The exact pathophysiological mechanism of cardiac injury in COVID-19 patients is still under debate. Direct myocardial damage due to viral involvement and replications has been evidenced. In an autopsy study (n = 39) conducted by Lindner et al., the presence of SARS-CoV-2 was identified in 61.5% of the analyzed myocardial samples, with signs of viral replication within the myocardial cells (in 15% of the analyzed samples), which was associated with premature death, compared to those without cardiac replication of SARS-CoV-2 [38,39]. Bearse et al. found even higher prevalence of SARS-CoV-2 in myocardial cells (73.17%, n = 30) of deceased COVID-19 patients, and this was associated with myocardial inflammation and ECG changes [40]. Case reports have related the presence of viral ribonucleic acid (RNA) in myocardial cells even without the involvement of the lung tissue in patients with fulminant myocarditis and cardiogenic shock [41,42].

The imbalance between the increased myocardial oxygen demand (due to the systemic hyperinflammatory status, fever, tachycardia, underlying cardiovascular disease, etc.) and the hypoxia due to respiratory failure can also lead to acute cardiac injury in COVID-19 patients. This condition may be further precipitated by underlying cardiac or metabolic disorders such as coronary artery disease, heart failure, diabetes mellitus, chronic kidney disease, etc. The hypercoagulable status due to the systemic inflammation, increased blood viscosity, vasospasm and the increase of shear stress can destabilize vulnerable coronary plaques and can subsequently lead to acute coronary syndromes. Microvascular thrombosis or pulmonary embolism can further aggravate hypoxia and the myocardial injury [8,24,43,44,45]. In a comprehensive review, Libby and Lüscher define COVID-19 as an “endothelial disease” given the fact that SARS-CoV-2 infection alters the endothelial homeostasis, which impairs the protective and nutritive function of the endothelium, thus generating multi-organ dysfunction and failure [46].

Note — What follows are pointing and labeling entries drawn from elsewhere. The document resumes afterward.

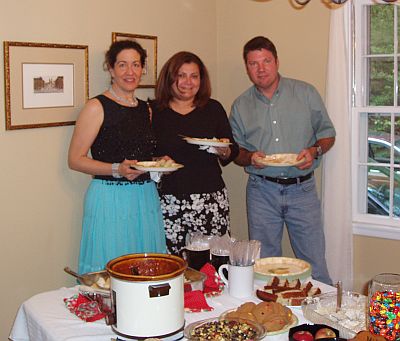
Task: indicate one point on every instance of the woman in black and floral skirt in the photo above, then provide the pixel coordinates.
(194, 198)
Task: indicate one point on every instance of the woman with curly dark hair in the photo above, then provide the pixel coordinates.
(195, 198)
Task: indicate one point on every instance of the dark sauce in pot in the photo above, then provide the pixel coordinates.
(146, 267)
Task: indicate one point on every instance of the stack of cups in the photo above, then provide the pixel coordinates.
(220, 249)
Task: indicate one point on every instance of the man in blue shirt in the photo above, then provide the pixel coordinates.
(281, 115)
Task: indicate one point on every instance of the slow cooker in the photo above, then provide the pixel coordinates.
(147, 295)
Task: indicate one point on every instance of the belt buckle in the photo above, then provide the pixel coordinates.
(282, 180)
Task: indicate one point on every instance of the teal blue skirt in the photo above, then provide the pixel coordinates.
(119, 218)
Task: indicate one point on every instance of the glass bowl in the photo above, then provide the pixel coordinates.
(349, 319)
(208, 327)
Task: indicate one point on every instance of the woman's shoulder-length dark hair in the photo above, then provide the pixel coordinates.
(169, 74)
(120, 45)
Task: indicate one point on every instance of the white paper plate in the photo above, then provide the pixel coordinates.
(281, 160)
(206, 142)
(151, 166)
(281, 267)
(294, 322)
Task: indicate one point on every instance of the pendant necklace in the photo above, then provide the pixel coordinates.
(132, 103)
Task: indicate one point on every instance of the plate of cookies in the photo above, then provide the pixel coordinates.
(273, 316)
(214, 142)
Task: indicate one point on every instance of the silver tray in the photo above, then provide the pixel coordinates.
(349, 320)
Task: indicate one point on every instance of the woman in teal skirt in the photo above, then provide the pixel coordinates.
(122, 212)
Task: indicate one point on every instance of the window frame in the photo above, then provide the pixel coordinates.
(365, 223)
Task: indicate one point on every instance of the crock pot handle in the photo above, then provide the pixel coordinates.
(159, 290)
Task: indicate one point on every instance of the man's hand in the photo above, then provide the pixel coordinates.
(255, 159)
(308, 154)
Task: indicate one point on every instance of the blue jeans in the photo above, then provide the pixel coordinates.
(270, 205)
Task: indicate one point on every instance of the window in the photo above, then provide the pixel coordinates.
(376, 118)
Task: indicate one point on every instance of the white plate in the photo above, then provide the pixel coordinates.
(151, 166)
(281, 267)
(206, 142)
(281, 160)
(294, 322)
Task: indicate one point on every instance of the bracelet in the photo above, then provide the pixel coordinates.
(115, 171)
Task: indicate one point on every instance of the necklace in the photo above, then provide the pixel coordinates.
(132, 103)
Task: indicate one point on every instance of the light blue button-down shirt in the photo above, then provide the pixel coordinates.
(294, 119)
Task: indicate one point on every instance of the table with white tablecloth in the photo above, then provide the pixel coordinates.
(45, 317)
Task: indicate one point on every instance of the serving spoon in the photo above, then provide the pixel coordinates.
(338, 295)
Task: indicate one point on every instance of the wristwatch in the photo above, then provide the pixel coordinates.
(115, 172)
(319, 150)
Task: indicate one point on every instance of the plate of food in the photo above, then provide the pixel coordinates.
(349, 319)
(289, 293)
(281, 267)
(219, 328)
(274, 317)
(281, 160)
(157, 166)
(214, 142)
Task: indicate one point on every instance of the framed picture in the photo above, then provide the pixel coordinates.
(46, 85)
(149, 43)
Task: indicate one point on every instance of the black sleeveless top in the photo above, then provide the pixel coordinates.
(125, 133)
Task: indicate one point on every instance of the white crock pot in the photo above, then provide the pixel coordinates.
(147, 295)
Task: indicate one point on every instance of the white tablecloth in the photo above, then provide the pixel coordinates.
(44, 317)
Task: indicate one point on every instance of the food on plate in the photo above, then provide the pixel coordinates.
(214, 139)
(324, 333)
(224, 330)
(287, 292)
(349, 319)
(281, 267)
(158, 164)
(273, 316)
(303, 335)
(103, 283)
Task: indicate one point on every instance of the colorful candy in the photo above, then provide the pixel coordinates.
(384, 314)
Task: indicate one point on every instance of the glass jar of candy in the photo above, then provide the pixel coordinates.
(384, 306)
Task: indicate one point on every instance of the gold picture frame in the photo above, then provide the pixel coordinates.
(46, 85)
(149, 43)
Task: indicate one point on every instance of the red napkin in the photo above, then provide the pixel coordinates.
(213, 284)
(86, 309)
(195, 302)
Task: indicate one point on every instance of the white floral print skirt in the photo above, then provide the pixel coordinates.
(206, 212)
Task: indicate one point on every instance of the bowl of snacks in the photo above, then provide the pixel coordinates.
(308, 332)
(224, 329)
(349, 319)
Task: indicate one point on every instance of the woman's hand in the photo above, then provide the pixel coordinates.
(223, 152)
(127, 171)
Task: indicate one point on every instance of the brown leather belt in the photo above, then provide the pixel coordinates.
(288, 181)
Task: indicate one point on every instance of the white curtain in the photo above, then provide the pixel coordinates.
(336, 172)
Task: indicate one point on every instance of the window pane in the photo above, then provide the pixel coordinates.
(381, 28)
(396, 194)
(378, 190)
(381, 89)
(379, 127)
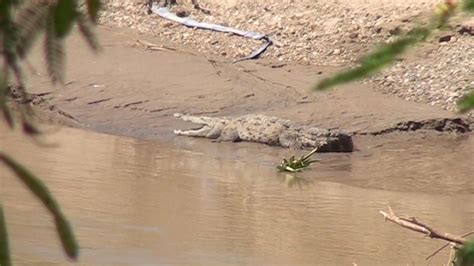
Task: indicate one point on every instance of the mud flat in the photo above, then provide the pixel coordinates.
(128, 90)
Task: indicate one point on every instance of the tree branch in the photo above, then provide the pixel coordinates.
(414, 225)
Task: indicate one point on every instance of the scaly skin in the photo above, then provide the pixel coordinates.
(269, 130)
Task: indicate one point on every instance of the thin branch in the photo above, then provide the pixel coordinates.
(445, 246)
(414, 225)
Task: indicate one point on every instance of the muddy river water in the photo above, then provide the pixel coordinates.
(192, 202)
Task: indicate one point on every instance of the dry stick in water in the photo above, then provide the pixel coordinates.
(413, 224)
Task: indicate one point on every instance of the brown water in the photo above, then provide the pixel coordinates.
(188, 201)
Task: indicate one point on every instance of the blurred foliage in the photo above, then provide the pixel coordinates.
(465, 255)
(21, 24)
(388, 53)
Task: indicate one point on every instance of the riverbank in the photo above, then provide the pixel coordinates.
(332, 34)
(129, 90)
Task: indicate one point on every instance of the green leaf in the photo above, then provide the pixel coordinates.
(64, 17)
(93, 7)
(465, 255)
(468, 5)
(40, 190)
(4, 250)
(66, 235)
(376, 60)
(466, 103)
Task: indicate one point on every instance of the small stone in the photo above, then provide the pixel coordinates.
(445, 38)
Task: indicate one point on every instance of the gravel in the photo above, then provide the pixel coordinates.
(329, 33)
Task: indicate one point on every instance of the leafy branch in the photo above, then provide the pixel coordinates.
(21, 23)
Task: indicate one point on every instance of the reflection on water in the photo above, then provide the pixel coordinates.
(189, 201)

Infiltration of myocardium with inflammatory cells and the release of pro-inflammatory cytokines lead to increased oxidative stress, metabolic imbalance, acidosis and cell death with consecutive impairing of the ventricular function. The clinical manifestation varies from asymptomatic myocarditis with preserved left ventricular function to fulminant forms, with incessant arrhythmias, conduction blocks or cardiogenic shock. Basso et al. identified myocardial macrophage infiltration in 86% (18 out of 21) of the analyzed samples from COVID-19 patients, with only 14% (3 out of 21) showing histological signs of true myocarditis. There were no significant differences between the patients with myocarditis compared to those without myocarditis in terms of clinical features or cardiac troponin levels [47]. Current literature data reveal that myocardial injury is more common in COVID-19 compared to SARS-COV family infections, but the impact of each pathophysiological mechanism is yet to be determined [28].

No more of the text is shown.